Trimethoprim and sulfamethoxazole (TMP-SMZ) is indicated for prophylaxis of Pneumocystis carinii infection.

Trimethoprim and sulfamethoxazole (Septra, Bactrim)

Dihydrofolate reductase inhibitor that prevents tetrahydrofolic acid production in bacteria. Active in vitro against a broad range of gram-positive and gram-negative bacteria, including uropathogens (eg, Enterobacteriaceae species, Staphylococcus saprophyticus). Resistance is usually mediated by decreased cell permeability or alterations in amount or structure of dihydrofolate reductase. Demonstrates synergy with sulfonamides, potentiating inhibition of bacterial tetrahydrofolate production.

Uroprotective antidotes

Class Summary

Mesna is a prophylactic detoxifying agent used to inhibit hemorrhagic cystitis caused by ifosfamide and cyclophosphamide. In the kidney, mesna disulfide is reduced to free mesna. Free mesna has thiol groups that react with acrolein, the ifosfamide and cyclophosphamide metabolite considered responsible for urotoxicity.

Mesna (Mesnex)

Inactivates acrolein and prevents urothelial toxicity without affecting cytostatic activity.

Antiemetic agents

Class Summary

Antiemetics should be administered before, during, and for 6 hours after chemotherapy. Antineoplastic-induced vomiting is stimulated through the chemoreceptor trigger zone (CTZ), which then stimulates the vomiting center (VC) in the brain. Increased activity of the central neurotransmitters dopamine in CTZ or acetylcholine in VC appears to be a major mediator for inducing vomiting. After the administration of antineoplastic agents, serotonin (5-HT) is released from enterochromaffin cells in the GI tract. With serotonin release and subsequent binding to 5-HT3-receptors, vagal neurons are stimulated; they transmit signals to the VC, resulting in nausea and vomiting.

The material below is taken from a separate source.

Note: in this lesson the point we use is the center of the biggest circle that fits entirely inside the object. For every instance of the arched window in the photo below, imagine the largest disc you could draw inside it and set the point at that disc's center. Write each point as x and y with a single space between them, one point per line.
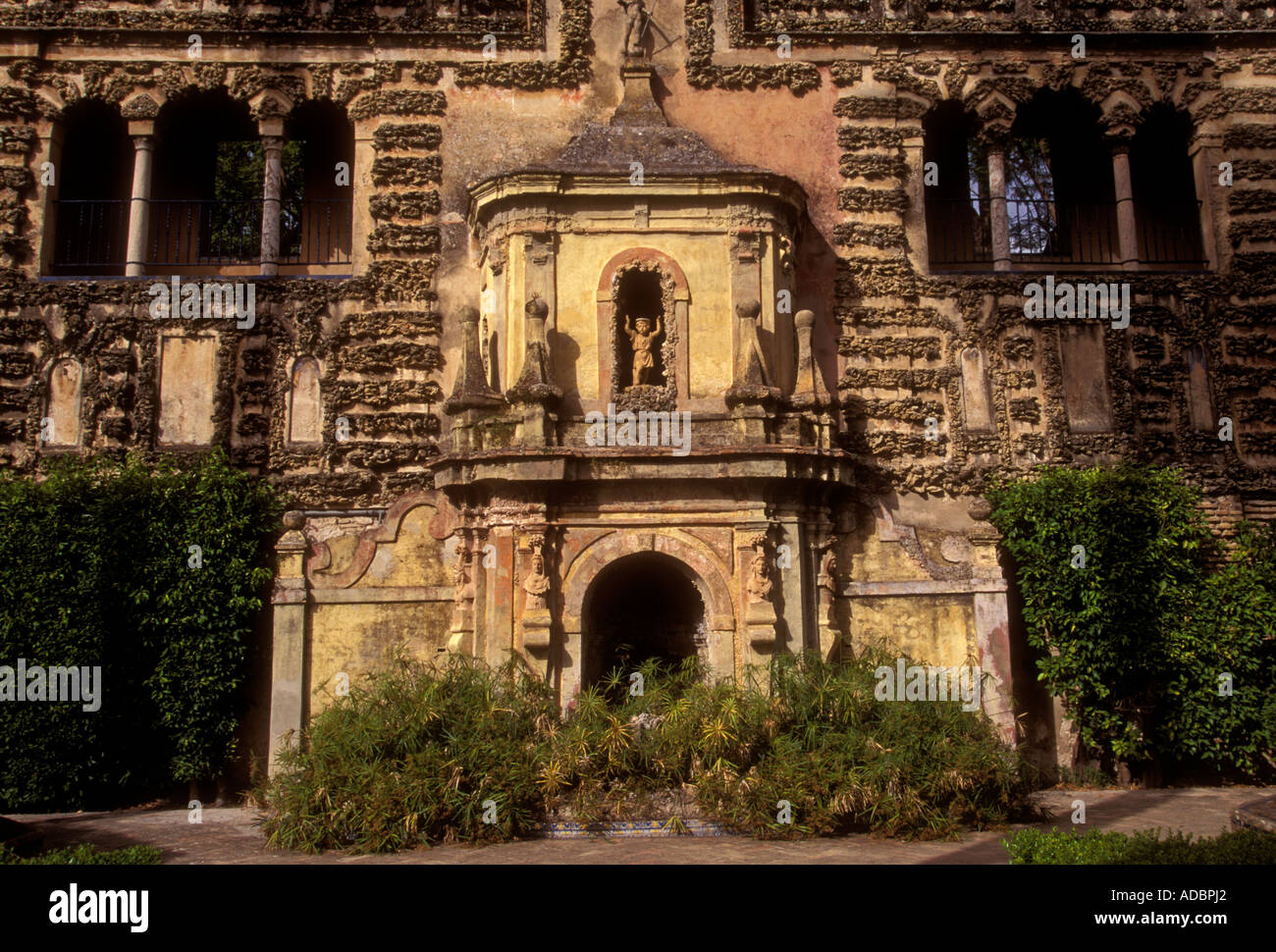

Antineoplastic agents may cause nausea and vomiting so intolerable that patients may refuse further treatment. Some antineoplastic agents are more emetogenic than others. Prophylaxis with antiemetic agents prior to and after cancer treatment is often essential to ensure administration of the entire chemotherapy regimen.

Ondansetron (Zofran)

Selective 5-HT3-receptor antagonist that blocks serotonin both peripherally and centrally. Prevents nausea and vomiting associated with emetogenic cancer chemotherapy (eg, high-dose cisplatin) and complete-body radiotherapy.